専門用語の落とし穴

医療従事者は専門用語をよく使います。あれは別に小難しく説明しようとしているわけではなく、そのほうが楽だからなんですね。腹部の状態を表現するのに、腹膜刺激症状(+)、圧痛(+)、筋性防御(+)とか云った方が、圧倒的に早い。医療従事者にだけは伝わる言外のニュアンスもあります。これはあくまでも想像ですが、カルテを書くために生まれてきた、一種の別言語といってもいいのかもしれません。症状をよく表現し、わかりやすく(言語が通じる相手にとっては、ですが)、労力は少ない。

ま、そのせいで苦労することもよくあるんですけどねえ。

0か1、(+)か(-)かで症状を記載するくせをつけると、どうにも白か黒かで判断する人間が出来上がるようです。
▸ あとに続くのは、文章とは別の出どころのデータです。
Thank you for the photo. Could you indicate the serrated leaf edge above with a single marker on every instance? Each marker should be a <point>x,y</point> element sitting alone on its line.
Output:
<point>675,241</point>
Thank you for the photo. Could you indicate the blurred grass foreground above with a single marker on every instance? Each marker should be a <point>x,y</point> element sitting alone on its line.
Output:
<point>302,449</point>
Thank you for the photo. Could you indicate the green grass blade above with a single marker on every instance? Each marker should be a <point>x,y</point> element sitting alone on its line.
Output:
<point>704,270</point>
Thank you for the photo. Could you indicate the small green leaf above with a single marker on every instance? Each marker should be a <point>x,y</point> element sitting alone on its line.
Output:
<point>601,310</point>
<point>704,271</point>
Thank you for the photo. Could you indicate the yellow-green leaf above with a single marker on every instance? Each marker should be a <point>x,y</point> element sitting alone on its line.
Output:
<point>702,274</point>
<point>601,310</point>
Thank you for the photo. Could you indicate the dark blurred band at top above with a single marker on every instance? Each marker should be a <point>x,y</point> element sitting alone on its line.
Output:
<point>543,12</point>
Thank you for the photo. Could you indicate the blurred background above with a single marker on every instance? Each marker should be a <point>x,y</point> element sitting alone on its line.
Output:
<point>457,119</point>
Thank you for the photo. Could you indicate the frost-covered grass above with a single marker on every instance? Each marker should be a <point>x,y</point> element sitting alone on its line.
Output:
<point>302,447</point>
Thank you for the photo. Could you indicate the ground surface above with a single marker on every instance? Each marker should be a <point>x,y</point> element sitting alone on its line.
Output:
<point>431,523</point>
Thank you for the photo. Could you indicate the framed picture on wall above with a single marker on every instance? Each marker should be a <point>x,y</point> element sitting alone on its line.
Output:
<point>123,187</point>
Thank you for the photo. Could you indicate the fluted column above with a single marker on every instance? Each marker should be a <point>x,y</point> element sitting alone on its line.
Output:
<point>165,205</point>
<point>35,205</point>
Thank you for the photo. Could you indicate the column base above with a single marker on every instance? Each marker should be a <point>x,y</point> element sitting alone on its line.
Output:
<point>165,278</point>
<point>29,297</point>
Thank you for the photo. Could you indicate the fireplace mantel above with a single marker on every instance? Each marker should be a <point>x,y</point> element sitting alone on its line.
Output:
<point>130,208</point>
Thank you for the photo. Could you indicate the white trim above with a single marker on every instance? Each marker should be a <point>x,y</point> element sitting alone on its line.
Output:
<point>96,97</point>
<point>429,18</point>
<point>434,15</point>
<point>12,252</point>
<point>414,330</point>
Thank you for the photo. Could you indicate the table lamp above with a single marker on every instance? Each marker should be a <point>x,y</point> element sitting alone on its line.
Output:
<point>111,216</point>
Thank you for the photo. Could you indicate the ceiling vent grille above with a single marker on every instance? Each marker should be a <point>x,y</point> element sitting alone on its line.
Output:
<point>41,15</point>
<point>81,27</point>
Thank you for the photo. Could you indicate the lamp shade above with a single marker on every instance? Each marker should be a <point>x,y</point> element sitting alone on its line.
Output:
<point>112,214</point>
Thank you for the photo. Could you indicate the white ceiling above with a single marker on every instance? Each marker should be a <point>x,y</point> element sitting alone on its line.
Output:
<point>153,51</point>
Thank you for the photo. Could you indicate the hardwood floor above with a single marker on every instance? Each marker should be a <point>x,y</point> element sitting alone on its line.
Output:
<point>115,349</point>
人間って、そんなに簡単に白黒つかないもので、この症状が(+)だから、これはたぶんこうだろう、と判断していくと、一歩踏み違えるととんでもない方向に行ってしまいます。重症だからカルバペネム、とかもそうですね。何かと何かを一対一で結びつけるのは得意だけれども……という人が多いような気がします。これは後輩を教えていてもそう思いますね。もっと抽象的に広く捉えないと、隙間からこぼれていくものが必ずあります。もっと具体的に、とか云いますけど、インプットは抽象的に、アウトプットは具体的に、状況に応じて使い分けることが必要で、そういったことは中学校で教えておくべきことがらなのではないでしょうか。

教育がうんぬんするつもりはありませんが、小学校では道具の存在を、中学校では道具の使い方を、高校では使い方の応用を、大学では道具を用いた研究を、大学院ではさらなる研究のみをするべきだと私は思います。